Insgesamt gingen die Straftaten Im Jahr 2024 in Ostfildern gegenüber dem Vorjahr zurück. Allerdings gibt es bestimmte Delikte, die häufiger geworden sind.
Erfreuliche Nachrichten hatte Polizeidirektor Steffen Schmidt von der Kriminalstatistik Ostfilderns aus dem Jahr 2024 zu berichten. „Die Straftaten sind insgesamt zurückgegangen“, berichtete der Leiter des Polizeireviers Filderstadt, den Kommunalpolitikern in der Sitzung des Gemeinderats im Stadthaus. Straftaten gegen das Leben hat es im erfassten Zeitraum nicht gegeben, nachdem die Polizei 2023 fünf solcher Delikte verzeichnet hat.
„Straftaten gegen das Leben sind nicht nur vollendete Tötungsdelikte“, erläuterte Inken Fischer den Begriff. Darunter werden Mord, Totschlag und fahrlässige Tötung zusammengefasst. Die stellvertretende Leiterin des Polizeipostens Ostfildern mit Sitz im Scharnhauser Park stellte den Polizeibericht gemeinsam mit dem Filderstädter Revierleiter Schmidt vor. Markus Kotschner, der den Ostfilderner Posten leitet, sitzt für die Freien Wähler im Gemeinderat. In Ostfildern habe es 2024 „keine Auffälligkeiten“ gegeben, fasst Fischer das insgesamt positive Ergebnis zusammen. Unter den vier Vergewaltigungen, die in der Statistik zu finden sind, waren – nach ihren Worten – Beziehungstaten. 2023 hatte es fünf Vergewaltigungen gegeben. Die positive Tendenz setzt sich nach Fischers Worten auch bei den Diebstahlsdelikten fort.
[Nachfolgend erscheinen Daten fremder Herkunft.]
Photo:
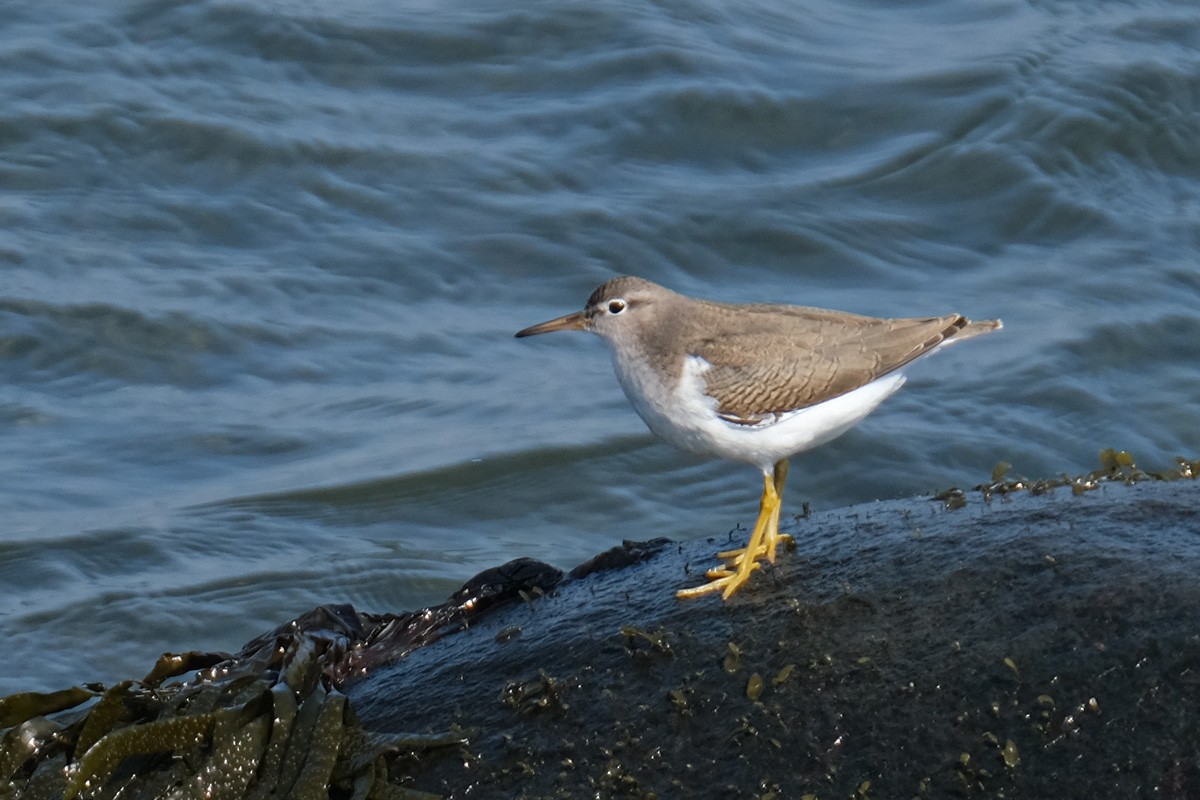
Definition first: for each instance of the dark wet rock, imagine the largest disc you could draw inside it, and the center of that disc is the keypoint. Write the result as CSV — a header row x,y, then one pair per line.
x,y
1033,645
1039,643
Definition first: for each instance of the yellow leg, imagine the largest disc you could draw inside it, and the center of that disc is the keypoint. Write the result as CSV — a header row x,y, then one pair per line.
x,y
763,541
772,537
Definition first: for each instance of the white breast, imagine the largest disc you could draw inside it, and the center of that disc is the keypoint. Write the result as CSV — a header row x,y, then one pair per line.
x,y
687,416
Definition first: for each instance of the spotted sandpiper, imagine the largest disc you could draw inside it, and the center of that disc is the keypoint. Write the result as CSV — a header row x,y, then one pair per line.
x,y
753,383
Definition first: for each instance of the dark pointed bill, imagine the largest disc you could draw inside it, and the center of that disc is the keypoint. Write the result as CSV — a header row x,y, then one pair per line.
x,y
569,323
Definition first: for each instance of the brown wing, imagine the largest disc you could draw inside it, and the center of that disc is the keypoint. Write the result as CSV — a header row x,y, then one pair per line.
x,y
781,359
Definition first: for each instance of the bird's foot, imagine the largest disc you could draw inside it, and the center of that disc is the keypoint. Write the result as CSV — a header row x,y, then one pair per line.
x,y
723,579
767,549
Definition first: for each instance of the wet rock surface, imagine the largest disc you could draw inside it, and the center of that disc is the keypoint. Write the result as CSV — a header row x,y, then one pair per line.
x,y
1039,643
1026,647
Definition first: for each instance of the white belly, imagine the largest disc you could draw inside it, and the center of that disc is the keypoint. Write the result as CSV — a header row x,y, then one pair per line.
x,y
687,416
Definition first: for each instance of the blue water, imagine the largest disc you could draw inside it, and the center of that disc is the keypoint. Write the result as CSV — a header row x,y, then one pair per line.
x,y
261,265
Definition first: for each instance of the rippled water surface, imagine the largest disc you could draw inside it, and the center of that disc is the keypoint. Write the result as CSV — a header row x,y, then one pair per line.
x,y
261,264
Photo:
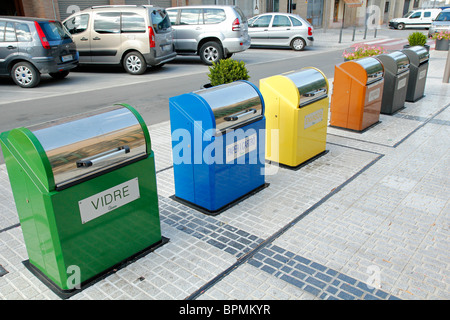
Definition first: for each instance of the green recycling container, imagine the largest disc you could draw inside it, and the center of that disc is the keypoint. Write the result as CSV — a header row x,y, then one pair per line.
x,y
85,192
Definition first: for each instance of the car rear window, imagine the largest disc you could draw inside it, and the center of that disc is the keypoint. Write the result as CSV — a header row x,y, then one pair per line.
x,y
243,19
132,22
212,16
443,16
160,20
53,30
23,32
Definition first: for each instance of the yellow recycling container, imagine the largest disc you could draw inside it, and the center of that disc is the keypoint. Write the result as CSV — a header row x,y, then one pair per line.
x,y
296,116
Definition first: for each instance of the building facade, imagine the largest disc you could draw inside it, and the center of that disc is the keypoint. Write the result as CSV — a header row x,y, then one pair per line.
x,y
320,13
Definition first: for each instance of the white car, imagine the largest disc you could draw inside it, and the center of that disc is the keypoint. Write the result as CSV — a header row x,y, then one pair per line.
x,y
421,18
280,30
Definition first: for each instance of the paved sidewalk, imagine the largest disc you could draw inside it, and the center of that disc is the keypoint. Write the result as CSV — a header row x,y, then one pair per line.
x,y
368,220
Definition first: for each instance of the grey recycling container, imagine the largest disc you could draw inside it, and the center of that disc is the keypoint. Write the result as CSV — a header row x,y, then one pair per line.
x,y
418,60
396,76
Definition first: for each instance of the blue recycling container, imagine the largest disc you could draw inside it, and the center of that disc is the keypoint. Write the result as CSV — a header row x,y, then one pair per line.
x,y
218,145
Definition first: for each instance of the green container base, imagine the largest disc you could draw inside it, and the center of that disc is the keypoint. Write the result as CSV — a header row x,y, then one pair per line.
x,y
65,294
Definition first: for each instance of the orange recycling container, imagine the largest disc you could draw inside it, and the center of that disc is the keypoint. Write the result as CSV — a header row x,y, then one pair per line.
x,y
357,93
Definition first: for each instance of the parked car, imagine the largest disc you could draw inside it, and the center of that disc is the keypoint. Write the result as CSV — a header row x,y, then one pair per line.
x,y
441,23
212,32
421,18
31,46
280,29
135,36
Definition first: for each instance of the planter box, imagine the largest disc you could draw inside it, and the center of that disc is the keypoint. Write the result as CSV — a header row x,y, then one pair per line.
x,y
442,45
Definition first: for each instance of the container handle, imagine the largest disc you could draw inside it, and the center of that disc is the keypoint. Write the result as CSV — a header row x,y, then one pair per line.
x,y
375,75
89,162
315,92
236,116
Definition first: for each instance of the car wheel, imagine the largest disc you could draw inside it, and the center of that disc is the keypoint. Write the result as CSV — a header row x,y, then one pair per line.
x,y
298,44
211,52
59,75
25,75
134,63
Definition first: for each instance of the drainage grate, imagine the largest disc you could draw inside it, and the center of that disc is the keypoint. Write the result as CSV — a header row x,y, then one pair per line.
x,y
2,271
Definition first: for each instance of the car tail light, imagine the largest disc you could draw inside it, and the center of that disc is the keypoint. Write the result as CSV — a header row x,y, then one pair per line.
x,y
236,25
41,34
151,35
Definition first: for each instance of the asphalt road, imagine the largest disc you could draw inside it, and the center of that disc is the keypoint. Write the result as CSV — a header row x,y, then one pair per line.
x,y
88,88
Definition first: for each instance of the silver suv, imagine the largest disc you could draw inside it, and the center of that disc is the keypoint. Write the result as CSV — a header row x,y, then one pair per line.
x,y
212,32
31,46
135,36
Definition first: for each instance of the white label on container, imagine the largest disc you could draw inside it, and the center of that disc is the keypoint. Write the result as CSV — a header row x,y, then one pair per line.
x,y
374,94
313,118
241,147
422,74
108,200
401,83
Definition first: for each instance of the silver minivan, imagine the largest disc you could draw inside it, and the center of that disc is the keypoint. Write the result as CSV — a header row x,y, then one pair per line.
x,y
135,36
30,47
212,32
441,23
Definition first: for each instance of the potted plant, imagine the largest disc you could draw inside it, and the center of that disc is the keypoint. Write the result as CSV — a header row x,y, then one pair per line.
x,y
226,71
363,52
417,39
442,40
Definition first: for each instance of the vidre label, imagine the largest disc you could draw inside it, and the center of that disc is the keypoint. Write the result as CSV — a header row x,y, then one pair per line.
x,y
108,200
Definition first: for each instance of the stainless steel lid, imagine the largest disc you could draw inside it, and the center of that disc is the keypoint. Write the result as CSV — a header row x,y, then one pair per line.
x,y
395,62
233,104
87,144
417,55
311,84
373,67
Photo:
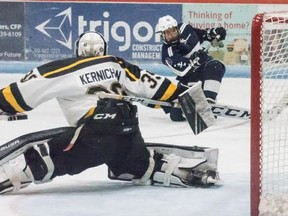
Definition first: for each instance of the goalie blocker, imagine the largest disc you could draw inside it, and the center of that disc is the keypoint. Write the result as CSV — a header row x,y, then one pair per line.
x,y
181,166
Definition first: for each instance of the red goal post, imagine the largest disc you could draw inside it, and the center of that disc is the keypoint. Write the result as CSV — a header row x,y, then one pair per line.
x,y
269,114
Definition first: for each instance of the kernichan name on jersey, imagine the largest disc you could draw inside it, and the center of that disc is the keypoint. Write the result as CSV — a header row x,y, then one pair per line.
x,y
97,76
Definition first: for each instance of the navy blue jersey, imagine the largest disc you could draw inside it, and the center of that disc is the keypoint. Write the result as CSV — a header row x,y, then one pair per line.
x,y
176,55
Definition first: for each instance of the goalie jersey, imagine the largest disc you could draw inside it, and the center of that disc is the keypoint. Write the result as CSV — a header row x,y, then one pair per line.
x,y
74,82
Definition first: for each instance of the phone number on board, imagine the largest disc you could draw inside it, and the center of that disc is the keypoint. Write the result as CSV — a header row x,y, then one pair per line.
x,y
10,34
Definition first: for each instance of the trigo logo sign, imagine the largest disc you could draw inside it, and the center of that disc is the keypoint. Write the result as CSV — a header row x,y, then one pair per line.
x,y
59,28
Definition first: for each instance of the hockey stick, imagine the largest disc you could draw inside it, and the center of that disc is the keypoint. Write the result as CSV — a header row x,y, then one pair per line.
x,y
217,109
9,117
17,146
277,109
192,102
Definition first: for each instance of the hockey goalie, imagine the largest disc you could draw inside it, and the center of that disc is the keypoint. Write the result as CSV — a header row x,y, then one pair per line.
x,y
103,131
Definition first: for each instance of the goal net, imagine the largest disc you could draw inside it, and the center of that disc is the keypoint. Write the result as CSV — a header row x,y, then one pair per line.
x,y
269,114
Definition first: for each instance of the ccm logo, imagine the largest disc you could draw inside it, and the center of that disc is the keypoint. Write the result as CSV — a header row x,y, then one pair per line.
x,y
105,116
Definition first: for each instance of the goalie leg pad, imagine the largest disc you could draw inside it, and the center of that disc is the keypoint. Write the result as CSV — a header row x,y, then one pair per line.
x,y
35,165
178,165
177,170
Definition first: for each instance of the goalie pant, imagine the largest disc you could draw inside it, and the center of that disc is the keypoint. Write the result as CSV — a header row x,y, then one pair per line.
x,y
125,152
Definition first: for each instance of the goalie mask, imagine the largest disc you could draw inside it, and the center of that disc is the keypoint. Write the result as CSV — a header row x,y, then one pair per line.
x,y
91,44
168,27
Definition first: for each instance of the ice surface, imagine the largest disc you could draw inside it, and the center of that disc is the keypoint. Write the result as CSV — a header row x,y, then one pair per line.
x,y
92,193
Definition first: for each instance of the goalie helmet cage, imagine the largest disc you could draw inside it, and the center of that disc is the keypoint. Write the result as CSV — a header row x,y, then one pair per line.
x,y
269,118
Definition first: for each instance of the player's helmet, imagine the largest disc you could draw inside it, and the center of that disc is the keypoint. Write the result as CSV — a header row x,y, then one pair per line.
x,y
165,23
91,44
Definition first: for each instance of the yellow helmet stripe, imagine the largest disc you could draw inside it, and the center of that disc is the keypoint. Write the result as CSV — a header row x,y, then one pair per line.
x,y
8,95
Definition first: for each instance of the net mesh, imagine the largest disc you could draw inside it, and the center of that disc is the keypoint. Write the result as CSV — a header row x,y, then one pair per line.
x,y
274,115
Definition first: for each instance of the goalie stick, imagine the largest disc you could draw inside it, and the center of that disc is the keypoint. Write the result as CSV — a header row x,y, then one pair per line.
x,y
8,117
19,145
193,103
217,109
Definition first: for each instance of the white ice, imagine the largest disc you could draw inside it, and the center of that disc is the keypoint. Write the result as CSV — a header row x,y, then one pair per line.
x,y
92,193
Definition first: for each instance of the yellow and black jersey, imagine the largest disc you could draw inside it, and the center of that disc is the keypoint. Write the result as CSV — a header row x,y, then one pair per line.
x,y
74,82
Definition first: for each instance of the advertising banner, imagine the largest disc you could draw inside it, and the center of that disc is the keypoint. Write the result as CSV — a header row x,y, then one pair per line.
x,y
236,19
130,29
12,31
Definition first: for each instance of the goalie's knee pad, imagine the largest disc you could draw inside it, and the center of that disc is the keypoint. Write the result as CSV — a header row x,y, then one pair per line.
x,y
35,165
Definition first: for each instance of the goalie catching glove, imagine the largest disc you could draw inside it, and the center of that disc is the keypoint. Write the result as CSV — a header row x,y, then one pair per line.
x,y
199,58
216,33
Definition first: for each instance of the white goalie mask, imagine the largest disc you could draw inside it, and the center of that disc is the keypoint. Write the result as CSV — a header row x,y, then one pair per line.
x,y
90,44
168,27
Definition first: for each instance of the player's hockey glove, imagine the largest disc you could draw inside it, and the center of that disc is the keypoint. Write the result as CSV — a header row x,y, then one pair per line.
x,y
216,33
199,58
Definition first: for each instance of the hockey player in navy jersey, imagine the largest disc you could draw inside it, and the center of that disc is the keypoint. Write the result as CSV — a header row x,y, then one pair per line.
x,y
183,54
103,131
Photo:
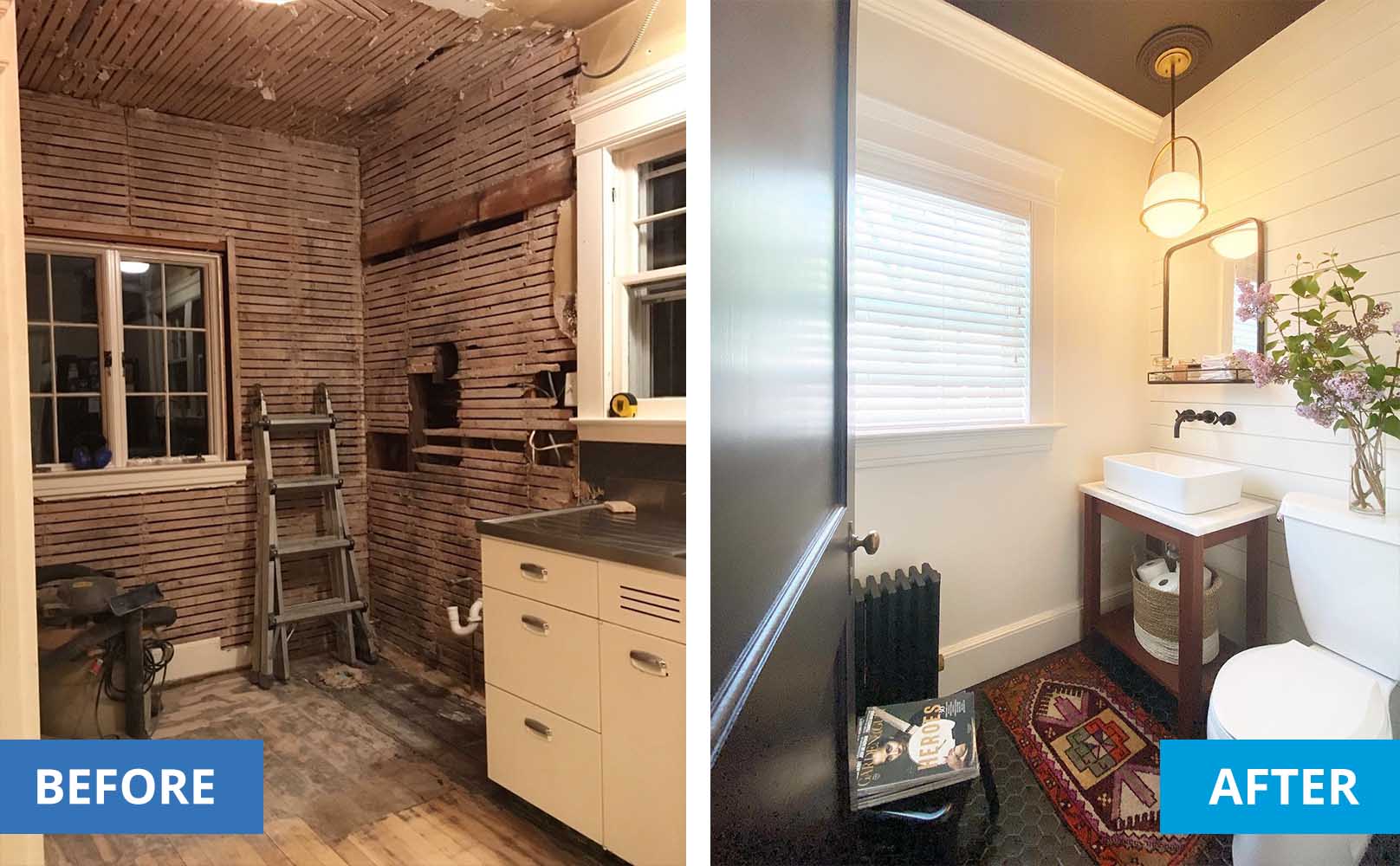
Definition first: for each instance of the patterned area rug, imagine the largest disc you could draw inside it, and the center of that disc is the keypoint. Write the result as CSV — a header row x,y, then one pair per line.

Sie sank im Vergleich zum Jahr 2023 von 382 auf 332. Dass die Wohnungseinbrüche konstant niedrig sind, wertet Fischer auch als Auswirkung „einer aufmerksamen Nachbarschaft“. Außerdem tue die Polizei viel, um die Menschen umfassend aufzuklären, wie sie ihre Wohnungen vor Einbrüchen schützen können.
Dagegen steigt die Zahl der Sachbeschädigungen auch in Ostfildern. 2023 waren es 183 Fälle; im Jahr 2024 verzeichnete die Polizei 212. Der „raue Umgangston“ auf der Straße nimmt aus Sicht der Polizeihauptkommissarin auf der Straße zu. Besorgt ist Inken Fischer, dass immer öfter Polizeibeamte im Einsatz angegriffen werden. „Das entspricht dem landesweiten Trend.“ Durch die Teillegalisierung von Cannabis verzeichnete die Polizei weniger Drogendelikte. Dennoch fällt Schmidts und Fischers Fazit positiv aus: „Die Zahlen zeigen, dass Ostfildern eine sichere und lebenswerte Stadt ist.“ Insgesamt liege Ostfildern unter dem Landes- und Bundesdurchschnitt. Kinder wurden nach der Statistik etwas häufiger straffällig, bei Jugendlichen nahm die Zahl der Täterinnen und Täter deutlich zu. Auch Asylbewerber tauchten häufiger in der Polizeistatistik auf.
Weniger Straftaten in Ostfildern und Filderstadt
Im Vergleich mit den anderen Filderstädten ist auch Ostfildern mit 1252 Straftaten im Jahr 2024 ein Abwärtstrend zu beobachten. 2023 waren es 1352 Straftaten bei einer Einwohnerzahl von knapp 40 000. Das bedeutet einen Rückgang von 5,7 Prozent. In Leinfelden Echterdingen gab es vergangenes Jahr 1343 Straftaten (2023: 1259) bei einer Einwohnerzahl von rund 40 500 Menschen. Das ist ein Plus von 6,5 Prozent. Filderstadt hat mit rund 46 000 mehr Einwohner als die beiden anderen Filderstädte. 2024 gab es dort 1630 Straftaten (2023: 1765), also minus 7,9 Prozent.
Nach der Präsentation lobten die Stadträte die Polizei. Petra Hönschel-Gehrung (Freie Wähler) wollte wissen, ob die Zahlen an der Drechsler-Kreuzung durch die neue Blitzeranlage zurückgegangen sind. Verkehrsdelikte werden laut Polizeidirektor Schmidt in der Statistik nicht erfasst. Gabriele Klumpp (Grüne) regte an, Straftaten gegen Frauen und Mädchen wie Femizide gesondert aufzuführen. Ihre Fraktionskollegin Margarete Schick-Häberle erfüllt die Zunahme bei Kindern und Jugendlichen mit Sorge.